The legislative proposal would save money by reducing travel, limiting purchase of equipment and eliminating 2,200 vacant government jobs. It also would put millions of dollars into cash reserves.
Gunn and Republican Lt. Gov. Tate Reeves — who alternate as chairmen of the Budget Committee — said the proposal would not pay for ongoing expenses, such as salaries, by using sources of money that are available only a single year at a time, such as winnings from lawsuit settlements. During the Great Recession, legislators often used one-time money to supplement the budget, but critics say the practice is a bad habit.
“I think we’re in fantastic financial shape,” Gunn said Tuesday.
However, Democratic Sen.

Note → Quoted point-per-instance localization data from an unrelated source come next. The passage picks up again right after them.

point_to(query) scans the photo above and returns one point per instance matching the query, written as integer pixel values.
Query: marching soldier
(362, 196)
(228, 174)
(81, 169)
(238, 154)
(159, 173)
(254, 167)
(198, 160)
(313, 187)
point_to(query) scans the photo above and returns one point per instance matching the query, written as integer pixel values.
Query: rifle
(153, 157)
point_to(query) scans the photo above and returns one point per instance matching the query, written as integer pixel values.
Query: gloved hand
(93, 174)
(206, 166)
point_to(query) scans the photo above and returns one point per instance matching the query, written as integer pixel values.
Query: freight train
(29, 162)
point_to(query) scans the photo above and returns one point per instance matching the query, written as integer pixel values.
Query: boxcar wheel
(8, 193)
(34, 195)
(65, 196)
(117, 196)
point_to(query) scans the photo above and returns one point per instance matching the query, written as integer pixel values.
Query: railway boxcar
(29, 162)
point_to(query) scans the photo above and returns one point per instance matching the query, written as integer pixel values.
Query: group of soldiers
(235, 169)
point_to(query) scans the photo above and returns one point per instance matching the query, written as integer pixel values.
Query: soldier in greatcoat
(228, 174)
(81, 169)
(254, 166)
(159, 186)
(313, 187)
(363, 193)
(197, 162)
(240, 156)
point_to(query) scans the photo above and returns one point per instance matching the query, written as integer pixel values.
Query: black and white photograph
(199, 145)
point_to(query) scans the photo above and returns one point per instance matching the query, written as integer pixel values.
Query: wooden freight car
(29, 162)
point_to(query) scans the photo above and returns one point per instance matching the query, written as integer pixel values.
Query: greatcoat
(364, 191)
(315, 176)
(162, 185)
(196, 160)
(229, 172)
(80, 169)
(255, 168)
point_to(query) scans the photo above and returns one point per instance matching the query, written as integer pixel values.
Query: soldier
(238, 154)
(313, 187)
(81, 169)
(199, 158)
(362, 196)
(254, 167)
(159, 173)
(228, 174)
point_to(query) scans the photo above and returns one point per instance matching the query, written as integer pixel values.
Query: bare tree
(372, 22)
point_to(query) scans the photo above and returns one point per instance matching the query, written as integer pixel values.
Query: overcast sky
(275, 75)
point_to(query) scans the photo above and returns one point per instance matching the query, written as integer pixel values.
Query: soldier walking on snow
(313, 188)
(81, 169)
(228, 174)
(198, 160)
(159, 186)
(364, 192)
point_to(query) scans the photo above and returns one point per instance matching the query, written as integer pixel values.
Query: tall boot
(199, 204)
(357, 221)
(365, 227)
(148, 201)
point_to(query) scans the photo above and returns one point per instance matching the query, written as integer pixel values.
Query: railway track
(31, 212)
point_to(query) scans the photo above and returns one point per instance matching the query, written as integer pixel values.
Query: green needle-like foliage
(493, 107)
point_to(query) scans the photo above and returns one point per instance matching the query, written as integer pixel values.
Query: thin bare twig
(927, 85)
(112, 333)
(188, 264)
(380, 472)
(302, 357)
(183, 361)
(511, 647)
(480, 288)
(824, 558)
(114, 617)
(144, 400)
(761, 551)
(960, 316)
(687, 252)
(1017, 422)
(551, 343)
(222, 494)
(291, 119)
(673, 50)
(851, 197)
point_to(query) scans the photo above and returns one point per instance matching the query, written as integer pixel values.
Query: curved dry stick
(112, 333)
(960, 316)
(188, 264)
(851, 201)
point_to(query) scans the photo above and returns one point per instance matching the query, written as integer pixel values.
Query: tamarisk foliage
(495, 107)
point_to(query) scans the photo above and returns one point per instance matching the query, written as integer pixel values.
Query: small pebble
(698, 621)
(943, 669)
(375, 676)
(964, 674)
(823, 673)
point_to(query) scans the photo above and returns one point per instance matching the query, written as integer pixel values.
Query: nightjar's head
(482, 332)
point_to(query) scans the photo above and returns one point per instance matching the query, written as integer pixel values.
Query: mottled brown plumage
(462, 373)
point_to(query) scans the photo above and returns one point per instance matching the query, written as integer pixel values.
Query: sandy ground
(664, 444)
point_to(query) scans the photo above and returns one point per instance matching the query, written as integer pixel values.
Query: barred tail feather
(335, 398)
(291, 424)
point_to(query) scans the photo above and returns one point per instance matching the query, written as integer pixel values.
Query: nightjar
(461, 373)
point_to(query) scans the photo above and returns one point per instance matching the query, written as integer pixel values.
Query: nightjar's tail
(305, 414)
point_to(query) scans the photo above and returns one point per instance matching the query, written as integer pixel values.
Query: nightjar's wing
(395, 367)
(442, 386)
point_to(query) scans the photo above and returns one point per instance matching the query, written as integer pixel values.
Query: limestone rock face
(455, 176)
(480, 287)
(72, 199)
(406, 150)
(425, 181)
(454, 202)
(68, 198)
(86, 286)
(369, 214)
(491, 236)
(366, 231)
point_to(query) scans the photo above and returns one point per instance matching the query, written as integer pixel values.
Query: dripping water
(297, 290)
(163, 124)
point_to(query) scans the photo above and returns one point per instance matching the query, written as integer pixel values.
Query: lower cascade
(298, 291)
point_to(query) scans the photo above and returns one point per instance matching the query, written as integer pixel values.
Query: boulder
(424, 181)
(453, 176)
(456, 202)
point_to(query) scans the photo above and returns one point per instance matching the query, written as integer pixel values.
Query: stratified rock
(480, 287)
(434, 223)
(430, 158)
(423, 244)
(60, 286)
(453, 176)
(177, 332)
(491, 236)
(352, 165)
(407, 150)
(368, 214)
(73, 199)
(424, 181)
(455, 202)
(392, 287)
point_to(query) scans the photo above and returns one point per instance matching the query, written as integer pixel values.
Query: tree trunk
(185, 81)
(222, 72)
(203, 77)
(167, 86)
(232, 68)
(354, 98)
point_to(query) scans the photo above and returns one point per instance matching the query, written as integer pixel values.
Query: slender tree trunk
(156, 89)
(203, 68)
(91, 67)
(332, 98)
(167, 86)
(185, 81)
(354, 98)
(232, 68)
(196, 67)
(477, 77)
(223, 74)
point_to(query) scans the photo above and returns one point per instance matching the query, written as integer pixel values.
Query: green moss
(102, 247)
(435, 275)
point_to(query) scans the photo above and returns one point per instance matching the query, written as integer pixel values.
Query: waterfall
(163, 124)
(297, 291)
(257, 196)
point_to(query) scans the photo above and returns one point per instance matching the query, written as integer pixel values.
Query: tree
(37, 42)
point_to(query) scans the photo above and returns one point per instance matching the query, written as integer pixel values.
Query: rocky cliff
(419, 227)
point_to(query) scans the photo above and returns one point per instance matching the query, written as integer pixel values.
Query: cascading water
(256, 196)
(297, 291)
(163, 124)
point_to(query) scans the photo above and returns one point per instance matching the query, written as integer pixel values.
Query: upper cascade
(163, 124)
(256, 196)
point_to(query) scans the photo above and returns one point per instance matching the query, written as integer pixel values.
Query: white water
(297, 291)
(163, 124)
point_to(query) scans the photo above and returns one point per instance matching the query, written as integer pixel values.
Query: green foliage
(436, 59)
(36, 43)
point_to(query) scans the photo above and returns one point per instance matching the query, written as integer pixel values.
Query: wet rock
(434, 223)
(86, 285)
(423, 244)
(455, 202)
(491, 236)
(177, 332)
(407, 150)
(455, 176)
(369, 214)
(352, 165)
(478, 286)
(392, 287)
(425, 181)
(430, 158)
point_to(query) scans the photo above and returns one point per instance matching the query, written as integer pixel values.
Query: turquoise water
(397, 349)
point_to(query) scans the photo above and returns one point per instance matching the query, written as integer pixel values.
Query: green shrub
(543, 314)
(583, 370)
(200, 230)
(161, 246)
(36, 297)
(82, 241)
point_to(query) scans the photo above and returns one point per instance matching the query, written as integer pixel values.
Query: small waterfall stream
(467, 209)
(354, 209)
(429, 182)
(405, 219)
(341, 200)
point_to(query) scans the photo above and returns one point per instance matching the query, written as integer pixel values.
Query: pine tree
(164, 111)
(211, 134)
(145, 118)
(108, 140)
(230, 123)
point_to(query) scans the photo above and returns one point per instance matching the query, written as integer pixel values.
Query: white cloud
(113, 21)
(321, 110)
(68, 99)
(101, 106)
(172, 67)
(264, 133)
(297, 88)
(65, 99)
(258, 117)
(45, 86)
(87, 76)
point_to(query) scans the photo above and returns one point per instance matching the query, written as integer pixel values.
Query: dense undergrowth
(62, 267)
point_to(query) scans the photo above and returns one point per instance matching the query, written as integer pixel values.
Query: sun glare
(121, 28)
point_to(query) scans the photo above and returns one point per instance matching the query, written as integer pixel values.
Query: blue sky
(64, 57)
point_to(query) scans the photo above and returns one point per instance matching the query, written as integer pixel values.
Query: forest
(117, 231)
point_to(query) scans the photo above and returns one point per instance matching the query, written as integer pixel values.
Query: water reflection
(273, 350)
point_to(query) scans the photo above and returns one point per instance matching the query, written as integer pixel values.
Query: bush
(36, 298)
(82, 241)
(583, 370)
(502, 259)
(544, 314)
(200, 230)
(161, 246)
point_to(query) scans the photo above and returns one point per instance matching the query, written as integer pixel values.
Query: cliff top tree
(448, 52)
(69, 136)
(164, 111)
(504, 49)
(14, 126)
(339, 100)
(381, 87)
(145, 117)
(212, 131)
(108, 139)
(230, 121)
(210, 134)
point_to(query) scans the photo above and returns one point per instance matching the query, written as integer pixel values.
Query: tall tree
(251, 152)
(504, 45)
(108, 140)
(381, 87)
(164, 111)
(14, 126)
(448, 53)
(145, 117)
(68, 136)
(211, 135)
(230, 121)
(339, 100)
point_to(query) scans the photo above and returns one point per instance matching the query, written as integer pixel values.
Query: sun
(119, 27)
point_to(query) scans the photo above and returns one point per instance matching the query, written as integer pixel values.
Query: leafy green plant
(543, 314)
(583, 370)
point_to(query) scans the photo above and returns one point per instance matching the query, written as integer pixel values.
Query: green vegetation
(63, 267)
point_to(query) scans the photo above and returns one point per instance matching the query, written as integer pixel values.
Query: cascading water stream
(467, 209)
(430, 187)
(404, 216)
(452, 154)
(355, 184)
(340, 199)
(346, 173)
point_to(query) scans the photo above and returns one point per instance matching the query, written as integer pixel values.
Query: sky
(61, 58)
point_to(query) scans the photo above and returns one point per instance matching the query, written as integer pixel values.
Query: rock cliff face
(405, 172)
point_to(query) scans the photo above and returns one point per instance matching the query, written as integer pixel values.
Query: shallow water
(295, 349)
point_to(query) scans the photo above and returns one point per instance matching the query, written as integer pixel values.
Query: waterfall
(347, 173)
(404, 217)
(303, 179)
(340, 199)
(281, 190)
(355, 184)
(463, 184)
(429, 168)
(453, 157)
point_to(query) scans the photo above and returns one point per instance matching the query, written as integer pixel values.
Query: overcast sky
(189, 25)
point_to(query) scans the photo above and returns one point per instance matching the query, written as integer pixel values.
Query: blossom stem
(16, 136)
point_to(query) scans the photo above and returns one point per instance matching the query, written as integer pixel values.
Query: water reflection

Hob Bryan of Amory said the proposal by the Republican-controlled budget committee ignores serious problems in one of the poorest states in the nation.
“While leaving our children uneducated and letting our highway system crumble, they’re putting money in the bank in Jackson and claiming that’s good,” Bryan said.
Mississippi’s tax collections were higher than expected for the first five months of the current fiscal year, and experts have predicted slow but steady growth in the state economy. Both of those things point toward the possibility that during the final weeks of the budget-writing process, legislators could increase the estimate of how much money the state will have available to spend in the coming year.
Legislative leaders also said Tuesday that some form of tax cut could be considered during the 2015 election-year session, when most lawmakers and statewide elected officials are gearing up to seek another four-year term.
“I think it’s certainly time for us to start having that conversation,” Reeves said when asked about the possibility of a tax cut proposal. However, he offered no specifics.
Bryant has said he’d like to cut taxes for people earning less than $53,000 a year. The governor estimated last month that about 300,000 households would benefit from the proposed $78.7 million cut.